Une mixité programmatique qui résonne fortement aujourd’hui, où dans les appels à projet, il n’est pas rare de voir demander une réflexion poussée autour de la mixité d’usage. Le Corbusier nous prouve qu’il est possible d’imaginer des modèles où les fonctions cohabitent, sans conflits d’usages, et où l’habitat est réfléchi de manière globale, au service d’une vie collective.

Une architecture sociale vers laquelle on souhaite revenir

La Cité Radieuse reste une aventure commune réussie. Lors de sa conception, Le Corbusier dimensionne son bâtiment de sorte qu’il puisse permettre de créer une véritable vie sociale. Largement favorisée par la mixité programmatique et la multiplication des espaces de rencontre, que ce soient les rues intérieures ou encore la toiture, la rencontre entre les habitants eux-mêmes, mais aussi avec les visiteurs, est au cœur du projet. Un an après son inauguration, en janvier 1953 est créée l’Association des Habitants de l’UH Le Corbusier Marseille. Elle se charge de l’animation des espaces de vie et des activités collectives de la Cité depuis maintenant 70 ans avec une volonté, celle de faire perdurer l’esprit de village initié par Le Corbusier, favorisant les liens entre voisins à travers des temps forts.

La toiture terrasse © vincent desjardins sur Flickr

La toiture terrasse © vincent desjardins sur Flickr

Les espaces collectifs imaginés et la mixité programmatique aident donc largement à la rencontre. Ils permettent également pour les enfants un véritable terrain de jeux et d’expérimentation, sécurisé, permettant une liberté d’agir. Cette animation spontanée des espaces crée une vie de village, où les rues se transforment au fur et à mesure des moments de la journée et où les communs fédèrent.

Une dynamique collective, portée par une association habitante, qui fait drôlement écho aux pratiques actuelles.

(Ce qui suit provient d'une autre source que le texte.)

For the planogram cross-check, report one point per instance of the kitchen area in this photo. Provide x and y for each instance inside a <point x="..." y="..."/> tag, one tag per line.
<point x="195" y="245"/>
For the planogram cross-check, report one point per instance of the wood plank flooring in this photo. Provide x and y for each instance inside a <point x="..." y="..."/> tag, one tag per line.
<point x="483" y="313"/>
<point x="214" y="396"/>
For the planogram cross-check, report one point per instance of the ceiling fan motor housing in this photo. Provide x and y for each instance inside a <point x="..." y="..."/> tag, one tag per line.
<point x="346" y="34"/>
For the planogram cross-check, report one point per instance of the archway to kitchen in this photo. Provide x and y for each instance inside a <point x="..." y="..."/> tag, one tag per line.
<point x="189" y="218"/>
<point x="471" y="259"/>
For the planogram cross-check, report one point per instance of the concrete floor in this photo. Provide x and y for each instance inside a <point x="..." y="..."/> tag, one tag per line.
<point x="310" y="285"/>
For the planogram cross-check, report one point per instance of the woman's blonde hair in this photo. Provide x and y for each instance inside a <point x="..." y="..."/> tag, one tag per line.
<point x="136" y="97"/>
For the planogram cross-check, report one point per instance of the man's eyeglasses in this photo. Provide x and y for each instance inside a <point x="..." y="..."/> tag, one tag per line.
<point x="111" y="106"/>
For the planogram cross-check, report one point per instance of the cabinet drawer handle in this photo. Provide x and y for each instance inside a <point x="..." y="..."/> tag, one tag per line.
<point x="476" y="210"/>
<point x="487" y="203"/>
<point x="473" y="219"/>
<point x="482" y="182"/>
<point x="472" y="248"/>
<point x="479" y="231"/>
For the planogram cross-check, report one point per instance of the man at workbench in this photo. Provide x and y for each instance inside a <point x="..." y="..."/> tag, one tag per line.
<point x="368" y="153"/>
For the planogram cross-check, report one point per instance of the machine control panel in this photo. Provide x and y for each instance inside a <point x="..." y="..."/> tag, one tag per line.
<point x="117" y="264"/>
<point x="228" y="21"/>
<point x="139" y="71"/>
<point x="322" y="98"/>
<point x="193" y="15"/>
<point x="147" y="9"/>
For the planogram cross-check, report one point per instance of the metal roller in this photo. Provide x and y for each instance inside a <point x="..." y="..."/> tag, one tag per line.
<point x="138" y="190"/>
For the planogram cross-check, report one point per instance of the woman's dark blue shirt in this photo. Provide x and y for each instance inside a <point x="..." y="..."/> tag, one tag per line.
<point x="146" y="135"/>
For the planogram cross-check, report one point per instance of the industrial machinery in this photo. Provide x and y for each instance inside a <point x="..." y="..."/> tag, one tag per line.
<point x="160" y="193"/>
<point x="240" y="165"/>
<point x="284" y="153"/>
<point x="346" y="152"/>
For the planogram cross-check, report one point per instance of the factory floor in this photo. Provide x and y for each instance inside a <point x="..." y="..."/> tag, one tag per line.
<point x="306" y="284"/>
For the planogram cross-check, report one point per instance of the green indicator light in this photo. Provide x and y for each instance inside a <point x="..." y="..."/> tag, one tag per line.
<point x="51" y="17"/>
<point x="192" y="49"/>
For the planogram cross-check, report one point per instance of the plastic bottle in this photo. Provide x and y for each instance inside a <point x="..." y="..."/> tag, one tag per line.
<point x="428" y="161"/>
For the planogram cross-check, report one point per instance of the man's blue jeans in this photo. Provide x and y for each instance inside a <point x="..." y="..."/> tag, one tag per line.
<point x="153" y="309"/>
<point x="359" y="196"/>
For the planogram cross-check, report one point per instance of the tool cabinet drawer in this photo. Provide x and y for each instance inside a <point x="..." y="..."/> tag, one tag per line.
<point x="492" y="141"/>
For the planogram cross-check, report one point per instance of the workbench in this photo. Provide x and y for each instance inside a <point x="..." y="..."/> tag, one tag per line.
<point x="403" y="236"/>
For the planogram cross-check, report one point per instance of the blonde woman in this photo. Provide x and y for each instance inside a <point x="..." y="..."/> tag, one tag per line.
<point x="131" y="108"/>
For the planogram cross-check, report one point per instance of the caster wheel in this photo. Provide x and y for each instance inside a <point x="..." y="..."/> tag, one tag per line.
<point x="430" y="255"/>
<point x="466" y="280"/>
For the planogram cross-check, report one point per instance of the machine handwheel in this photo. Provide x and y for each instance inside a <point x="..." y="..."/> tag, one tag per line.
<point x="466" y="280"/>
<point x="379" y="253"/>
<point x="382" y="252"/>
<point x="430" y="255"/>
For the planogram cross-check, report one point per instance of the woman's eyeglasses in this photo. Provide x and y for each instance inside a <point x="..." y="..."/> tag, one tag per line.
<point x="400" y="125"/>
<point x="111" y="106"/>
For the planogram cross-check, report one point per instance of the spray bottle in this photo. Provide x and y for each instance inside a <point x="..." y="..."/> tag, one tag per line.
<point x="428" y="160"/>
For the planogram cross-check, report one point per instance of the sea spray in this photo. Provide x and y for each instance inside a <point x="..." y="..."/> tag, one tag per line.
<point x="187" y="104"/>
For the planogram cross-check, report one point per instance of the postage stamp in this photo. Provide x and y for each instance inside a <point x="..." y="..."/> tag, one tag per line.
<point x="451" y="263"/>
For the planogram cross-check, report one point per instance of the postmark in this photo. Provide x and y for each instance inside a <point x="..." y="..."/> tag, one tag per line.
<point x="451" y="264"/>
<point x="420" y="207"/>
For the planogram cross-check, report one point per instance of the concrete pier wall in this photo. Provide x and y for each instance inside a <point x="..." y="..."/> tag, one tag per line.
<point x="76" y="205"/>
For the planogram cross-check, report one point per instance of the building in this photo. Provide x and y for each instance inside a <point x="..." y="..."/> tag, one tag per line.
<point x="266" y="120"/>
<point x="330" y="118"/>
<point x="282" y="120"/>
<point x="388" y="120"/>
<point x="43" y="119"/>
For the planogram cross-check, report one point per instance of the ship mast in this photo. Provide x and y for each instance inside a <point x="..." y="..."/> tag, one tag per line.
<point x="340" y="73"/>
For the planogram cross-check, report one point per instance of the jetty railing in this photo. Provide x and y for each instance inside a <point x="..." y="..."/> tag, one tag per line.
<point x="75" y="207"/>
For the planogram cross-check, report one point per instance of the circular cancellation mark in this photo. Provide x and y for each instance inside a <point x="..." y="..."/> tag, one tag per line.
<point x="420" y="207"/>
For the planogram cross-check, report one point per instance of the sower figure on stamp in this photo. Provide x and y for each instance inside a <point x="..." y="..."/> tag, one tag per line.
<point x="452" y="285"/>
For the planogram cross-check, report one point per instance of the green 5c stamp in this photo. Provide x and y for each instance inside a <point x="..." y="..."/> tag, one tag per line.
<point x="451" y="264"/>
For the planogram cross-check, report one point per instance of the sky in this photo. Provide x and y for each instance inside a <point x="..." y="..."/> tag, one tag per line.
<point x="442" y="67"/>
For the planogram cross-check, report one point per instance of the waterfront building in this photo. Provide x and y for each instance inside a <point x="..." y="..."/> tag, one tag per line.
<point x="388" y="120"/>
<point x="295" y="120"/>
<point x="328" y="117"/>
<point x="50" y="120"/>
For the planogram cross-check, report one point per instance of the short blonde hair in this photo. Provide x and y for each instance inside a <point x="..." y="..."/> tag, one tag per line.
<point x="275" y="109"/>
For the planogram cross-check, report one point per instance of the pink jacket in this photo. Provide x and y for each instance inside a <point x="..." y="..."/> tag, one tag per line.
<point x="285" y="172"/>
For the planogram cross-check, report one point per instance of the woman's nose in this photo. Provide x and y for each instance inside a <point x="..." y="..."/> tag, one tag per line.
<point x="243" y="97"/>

Les liens sociaux souhaitent être remis au centre des projets, notamment de logements, par la création d’espaces collectifs (toitures, cœur d’îlot, pièces communes) qui correspondent finalement aux principes projetés par Le Corbusier. La pérennité du modèle nous prouve que si les conditions spatiales sont optimales, les habitants peuvent eux-mêmes être moteurs de ces espaces.

Un modèle inspirant ?

La Cité Radieuse, par ses principes constructifs, programmatiques et sociaux, nous prouve que les préoccupations liées aux logements n’ont que peu évolué. Bien sûr, habiter une Unité d’Habitation induit de s’acclimater à un cadre rigide créé par Le Corbusier. Mais cela implique surtout de faire partie d’une aventure commune bâtie autour de l’épanouissement personnel et collectif. Un rêve qu’il est souvent difficile d’implanter dans les projets de logements qui sortent de terre aujourd’hui. Plus que les formes bâties et la pluralité des programmes injectés dans les projets urbains, il s’agit aujourd’hui de proposer des lieux de vie qui permettent de vivre ce type d’expériences collectives favorisant les liens sociaux. Construire des logements où l’on se sent faire partie d’un tout.